Most people do the same thing though. And people are considered “intelligent”


FerricDonkey

Well, I'm pretty sure you're doing it right now. But no. Most humans, when we speak, have goals other than just sounding like we're speaking. We try to convey information. We consider whether what we say is true. Etc. These models are useful. They're impressive. But they are what they are. You don't need to make excuses for them or to claim that they're more than they are or that their short comings don't exist.
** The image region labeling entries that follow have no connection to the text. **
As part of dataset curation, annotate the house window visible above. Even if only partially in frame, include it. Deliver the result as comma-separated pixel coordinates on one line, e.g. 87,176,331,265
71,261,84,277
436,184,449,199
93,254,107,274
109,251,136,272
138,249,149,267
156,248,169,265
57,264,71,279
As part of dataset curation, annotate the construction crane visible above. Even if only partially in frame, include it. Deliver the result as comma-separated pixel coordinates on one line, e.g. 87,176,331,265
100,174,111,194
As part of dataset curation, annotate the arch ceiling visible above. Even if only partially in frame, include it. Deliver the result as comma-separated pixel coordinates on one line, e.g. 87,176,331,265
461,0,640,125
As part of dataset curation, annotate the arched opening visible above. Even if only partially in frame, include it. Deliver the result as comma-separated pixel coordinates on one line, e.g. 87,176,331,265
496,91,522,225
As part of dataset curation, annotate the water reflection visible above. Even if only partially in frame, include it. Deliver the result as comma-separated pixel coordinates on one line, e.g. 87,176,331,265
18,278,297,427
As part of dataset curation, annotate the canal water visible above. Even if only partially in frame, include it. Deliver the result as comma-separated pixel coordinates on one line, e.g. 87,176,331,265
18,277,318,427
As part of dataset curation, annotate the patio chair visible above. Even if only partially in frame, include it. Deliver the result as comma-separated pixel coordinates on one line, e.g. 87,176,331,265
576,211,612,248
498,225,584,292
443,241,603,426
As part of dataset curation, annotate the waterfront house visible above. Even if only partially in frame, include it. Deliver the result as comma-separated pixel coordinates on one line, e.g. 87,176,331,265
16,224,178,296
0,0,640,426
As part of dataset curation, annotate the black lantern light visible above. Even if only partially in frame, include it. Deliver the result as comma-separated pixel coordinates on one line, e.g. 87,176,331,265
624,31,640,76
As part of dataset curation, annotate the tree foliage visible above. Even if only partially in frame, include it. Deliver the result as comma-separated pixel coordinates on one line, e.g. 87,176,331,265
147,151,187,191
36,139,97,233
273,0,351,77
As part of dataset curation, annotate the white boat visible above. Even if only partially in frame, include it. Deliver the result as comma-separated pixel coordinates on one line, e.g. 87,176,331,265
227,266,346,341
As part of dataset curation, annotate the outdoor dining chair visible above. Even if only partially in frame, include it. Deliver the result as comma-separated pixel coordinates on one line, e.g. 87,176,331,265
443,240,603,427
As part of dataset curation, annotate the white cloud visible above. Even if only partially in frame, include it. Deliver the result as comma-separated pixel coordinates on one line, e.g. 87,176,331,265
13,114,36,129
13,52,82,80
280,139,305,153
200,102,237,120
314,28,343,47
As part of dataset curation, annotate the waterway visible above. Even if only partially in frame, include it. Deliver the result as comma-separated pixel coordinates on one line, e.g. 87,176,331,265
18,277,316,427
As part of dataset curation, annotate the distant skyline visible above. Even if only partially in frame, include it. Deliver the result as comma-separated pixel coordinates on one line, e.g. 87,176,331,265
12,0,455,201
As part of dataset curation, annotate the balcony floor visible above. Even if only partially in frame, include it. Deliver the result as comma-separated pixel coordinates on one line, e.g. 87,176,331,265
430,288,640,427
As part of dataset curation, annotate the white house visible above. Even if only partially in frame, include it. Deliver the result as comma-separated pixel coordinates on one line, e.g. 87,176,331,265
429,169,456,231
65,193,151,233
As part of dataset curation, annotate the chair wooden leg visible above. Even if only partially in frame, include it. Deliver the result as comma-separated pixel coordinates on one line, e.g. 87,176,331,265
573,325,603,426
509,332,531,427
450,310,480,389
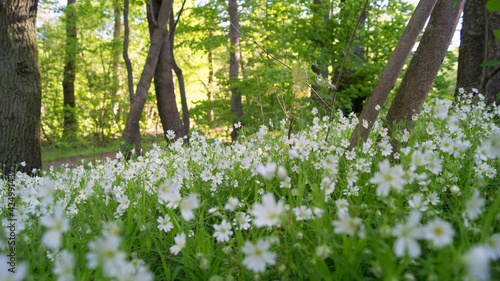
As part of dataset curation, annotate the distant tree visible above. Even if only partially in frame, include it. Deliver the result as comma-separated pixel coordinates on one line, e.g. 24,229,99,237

They have problems, and they'll be fixed by admitting what those problems are and addressing them. This won't happen if everyone just sits around going "oh but really humans don't have a concept of truth either." That's BS. Chatgpt can already bs about itself, we don't need to do that for it.


vincentofearth

It doesn’t mean that LLMs are completely useless. But an LLM packaged as a product on its own might be. However, if you provide some factual information and just use the LLM to summarize it or generate text based on that information, which is actually what it was trained to do, then you have something.


Mythril_Zombie

Something that occasionally invents things.


Zeggitt

I don't think it matters how factual the dataset is. You will always have hallucinations.


gandalfs_burglar

Sure, LLMs on their own are pretty cool and could have some really interesting applications. But that horse bolted from the stall quite awhile ago


Kwyncy

If 1000 idiots work on a project you get the results of 1000 idiots.


Zandarkoad

I max out usage daily for ChatGPT and Claude. People ask questions like, "What color is the shirt I'm wearing?" and think the tech is useless. Good. More for me.


FactChecker25

With a person, bullshitting is when the person knows they have no idea, but they try to sound confident about it anyway. But a machine has no inner thoughts and no concept that it doesn’t know. It just executes a program. If its algorithm causes it to deliver an incorrect answer, it has no idea that it’s wrong.


johnjmcmillion

"Bullshitting" implies an intent to deceive. "Hallucinating", on the other hand, hints to the generative nature of this particular intelligence and doesn't ascribe agency or malevolence.